= Lancia Beta (van) =

The Lancia Beta "Autocarro" is a small commercial vehicle produced by the Italian company Lancia between 1950 and 1961. It was sold as the Z10 short wheelbase and Z11 long wheelbase model, and a rarer three-axle Z12 version.

Three wheelbases were created, the short-wheelbase Z10, long-wheelbase Z11, and the Z12 three-axle. The forward control Beta had several variants, included as a pickup, van, minibus, and ambulance. 6,700 units total were produced.

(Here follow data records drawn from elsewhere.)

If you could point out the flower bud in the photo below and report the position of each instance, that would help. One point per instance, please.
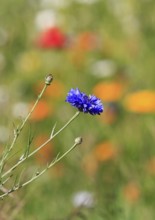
(48, 79)
(78, 140)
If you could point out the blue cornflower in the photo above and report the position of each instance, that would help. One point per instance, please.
(87, 104)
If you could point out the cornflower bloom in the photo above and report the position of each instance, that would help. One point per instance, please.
(87, 104)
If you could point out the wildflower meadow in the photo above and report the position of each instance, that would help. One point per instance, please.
(77, 107)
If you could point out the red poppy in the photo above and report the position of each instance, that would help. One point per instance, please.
(52, 38)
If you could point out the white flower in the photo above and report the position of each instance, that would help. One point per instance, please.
(83, 198)
(46, 19)
(86, 1)
(54, 3)
(103, 68)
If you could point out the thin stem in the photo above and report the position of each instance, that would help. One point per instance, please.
(40, 147)
(18, 131)
(40, 173)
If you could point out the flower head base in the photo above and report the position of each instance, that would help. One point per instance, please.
(87, 104)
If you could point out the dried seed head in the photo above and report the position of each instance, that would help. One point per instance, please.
(78, 140)
(48, 79)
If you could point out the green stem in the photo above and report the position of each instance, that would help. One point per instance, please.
(40, 173)
(40, 147)
(18, 131)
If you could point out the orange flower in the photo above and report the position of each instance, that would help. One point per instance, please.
(131, 192)
(109, 91)
(41, 111)
(46, 153)
(105, 151)
(141, 102)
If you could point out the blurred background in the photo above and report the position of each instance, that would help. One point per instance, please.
(105, 48)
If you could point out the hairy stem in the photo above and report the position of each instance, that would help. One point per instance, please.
(38, 174)
(41, 146)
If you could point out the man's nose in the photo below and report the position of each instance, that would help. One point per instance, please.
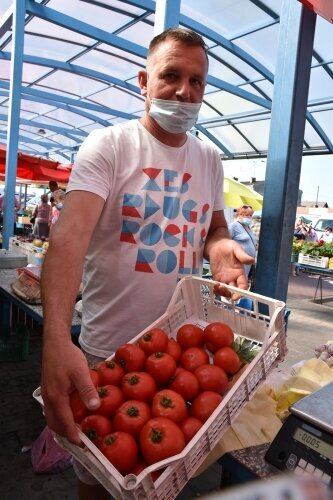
(183, 91)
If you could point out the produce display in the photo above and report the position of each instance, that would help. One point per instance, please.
(157, 394)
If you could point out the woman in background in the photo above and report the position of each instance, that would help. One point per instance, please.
(41, 215)
(240, 231)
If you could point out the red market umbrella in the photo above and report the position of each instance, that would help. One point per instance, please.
(33, 168)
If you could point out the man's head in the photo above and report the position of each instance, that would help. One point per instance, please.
(180, 35)
(177, 66)
(53, 186)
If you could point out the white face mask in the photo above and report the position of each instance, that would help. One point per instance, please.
(174, 116)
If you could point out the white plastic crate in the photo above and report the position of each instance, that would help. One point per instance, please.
(313, 261)
(195, 302)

The Beta was launched with an innovative U-shaped four-cylinder engine, with a 1.9 litre (1908 cc) capacity producing 48 bhp. In 1953, a new 2.0 litre (1963 cc) two-cylinder two-stroke engine built under licence from Detroit Diesel was available, producing 42 bhp.

==Beta 190==
The 190 is a light commercial vehicle with two seats and designed for carrying light goods. It uses a body from coachbuilders Viberti. This version of the vehicle has an engine rated at 35HP and a maximum speed of 52km/h. The truck had a version with a tilt back for transporting products. It was used for transport in the milk system in north part of Italy.

The 190 featured a 190cm wide cabin (thus the designation of 190). Since it was so mechanically different from other Lancia models it was discontinued in 1961.